Bailey Glasser's Dish Network Class Action Featured on CBS News

05.07.2018
Bailey Glasser's John Barrett was interviewed by CBS News to discuss the firm's telemarketing class action against Dish Network.  Click here to watch the full interview.

There's been a 120 percent increase in complaints about violations of the list since 2014. Nearly 230 million numbers are on the registry. It was supposed to stop unwanted telemarketing, but it hasn't. Thousands are now eligible for payback after a lawsuit against Dish Network, reports CBS News correspondent Anna Werner.

"When someone is on the do not call list, it means do not call," Chicago resident Deborah Turner said.

But telemarketers did call Turner.

Salespeople for Dish Network allegedly dialed the Chicago banker 15 times in 2010 and 2011, asking her to sign up for their satellite TV service. So when she got another call recently from a man telling her she could receive up to $18,000 through a class-action lawsuit: "'Yeah, right' is my first thought. Right," Turner said with a laugh.

John W. Barrett, an attorney with Bailey Glasser, is hearing that a lot as he tries to contact a group of people who may be eligible for thousands of dollars each.
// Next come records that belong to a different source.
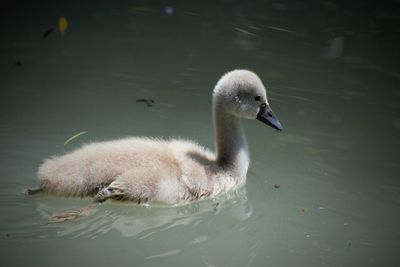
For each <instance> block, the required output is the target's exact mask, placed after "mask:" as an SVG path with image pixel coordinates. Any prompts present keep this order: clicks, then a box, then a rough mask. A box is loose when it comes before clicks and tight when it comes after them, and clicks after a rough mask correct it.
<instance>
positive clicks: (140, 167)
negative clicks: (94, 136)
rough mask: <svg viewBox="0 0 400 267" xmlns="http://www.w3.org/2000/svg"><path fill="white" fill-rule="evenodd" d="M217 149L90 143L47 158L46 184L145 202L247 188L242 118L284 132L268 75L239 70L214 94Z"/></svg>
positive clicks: (171, 139) (122, 139)
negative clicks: (266, 89)
mask: <svg viewBox="0 0 400 267" xmlns="http://www.w3.org/2000/svg"><path fill="white" fill-rule="evenodd" d="M212 100H213V104H212V109H213V122H214V129H215V147H216V151H215V154H214V153H212V152H211V151H210V150H208V149H206V148H204V147H202V146H200V145H198V144H197V143H195V142H192V141H186V140H181V139H169V140H166V139H159V138H148V137H129V138H123V139H119V140H113V141H107V142H97V143H90V144H86V145H83V146H82V147H81V148H78V149H76V150H74V151H72V152H70V153H67V154H65V155H61V156H54V157H52V158H49V159H46V160H45V161H44V162H43V164H42V165H41V166H40V167H39V170H38V179H39V190H40V191H43V192H45V193H49V194H55V195H61V196H80V197H84V196H92V197H93V200H94V202H103V201H105V200H107V199H115V200H129V201H135V202H137V203H163V204H180V203H185V202H189V201H192V200H197V199H204V198H207V197H212V196H215V195H217V194H220V193H224V192H227V191H229V190H232V189H235V188H237V187H239V186H242V185H243V184H244V183H245V181H246V173H247V169H248V167H249V163H250V157H249V151H248V146H247V142H246V138H245V135H244V133H243V130H242V126H241V122H240V120H241V119H258V120H259V121H261V122H263V123H265V124H267V125H269V126H271V127H273V128H275V129H276V130H279V131H280V130H282V129H283V128H282V125H281V123H280V122H279V120H278V119H277V117H276V116H275V114H274V113H273V112H272V110H271V108H270V105H269V104H268V100H267V95H266V90H265V87H264V85H263V83H262V81H261V80H260V78H259V77H258V76H257V75H256V74H255V73H254V72H252V71H249V70H233V71H230V72H228V73H226V74H224V75H223V76H222V77H221V78H220V80H219V81H218V82H217V84H216V86H215V88H214V90H213V94H212Z"/></svg>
"Talking to them firsthand, I learned that they thought that we were, A, telemarketers, or B, trying to scam them," Barrett said.
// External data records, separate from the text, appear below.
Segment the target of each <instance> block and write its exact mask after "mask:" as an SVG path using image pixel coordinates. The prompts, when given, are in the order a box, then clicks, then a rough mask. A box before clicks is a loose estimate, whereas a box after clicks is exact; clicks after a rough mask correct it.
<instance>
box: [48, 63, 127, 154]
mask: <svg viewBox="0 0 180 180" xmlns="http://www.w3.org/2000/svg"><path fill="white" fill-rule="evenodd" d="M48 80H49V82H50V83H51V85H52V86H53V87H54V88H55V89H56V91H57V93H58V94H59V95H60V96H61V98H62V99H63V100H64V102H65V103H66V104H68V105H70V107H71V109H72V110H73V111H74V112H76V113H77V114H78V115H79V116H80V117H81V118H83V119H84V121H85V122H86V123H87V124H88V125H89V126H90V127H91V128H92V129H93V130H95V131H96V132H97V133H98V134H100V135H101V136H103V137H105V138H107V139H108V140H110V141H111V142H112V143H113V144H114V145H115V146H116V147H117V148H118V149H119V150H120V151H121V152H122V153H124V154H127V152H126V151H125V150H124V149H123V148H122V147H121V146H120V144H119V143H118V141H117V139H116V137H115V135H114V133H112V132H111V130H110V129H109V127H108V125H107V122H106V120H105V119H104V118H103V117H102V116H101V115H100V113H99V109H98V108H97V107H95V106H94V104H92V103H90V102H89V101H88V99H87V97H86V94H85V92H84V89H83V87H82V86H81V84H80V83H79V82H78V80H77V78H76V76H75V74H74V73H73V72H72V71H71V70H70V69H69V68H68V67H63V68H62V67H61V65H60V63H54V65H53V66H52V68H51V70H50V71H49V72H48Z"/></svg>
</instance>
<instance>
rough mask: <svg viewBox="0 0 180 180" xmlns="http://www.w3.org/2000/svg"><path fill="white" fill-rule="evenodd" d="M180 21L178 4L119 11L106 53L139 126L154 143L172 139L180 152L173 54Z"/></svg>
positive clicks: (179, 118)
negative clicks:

Some won't answer. Others hang up on him. That's despite the fact he did win a lawsuit against Dish Network for what a jury found was illegal telemarketing.

But it's no scam. The jury awarded $400 for each of the 51,000 calls made in violation of the Do Not Call Registry. Not only that, a judge later determined Dish "willfully and knowingly violated" the law and tripled the damages to $1,200 per call.

"The evidence was that Dish Network knew what was going on," Barrett said. "It had the ability to put an end to it but didn't."

Dish is appealing the ruling. The company blames an outside contractor which has since shut down, telling CBS News "these calls violated Dish's express instructions to the contractor." As the appeals process plays out and Turner waits for her money, she said, "I have bills to pay. I have a mortgage."

Barrett is hoping more people pick up the phone to join in.

"We have an obligation to be standing up on the mountaintops shouting about the result that we got in this lawsuit to try to reach the people that need to be reached," he said.

This lawsuit is in addition to a separate government case in which a court ordered Dish to pay a $280 million penalty.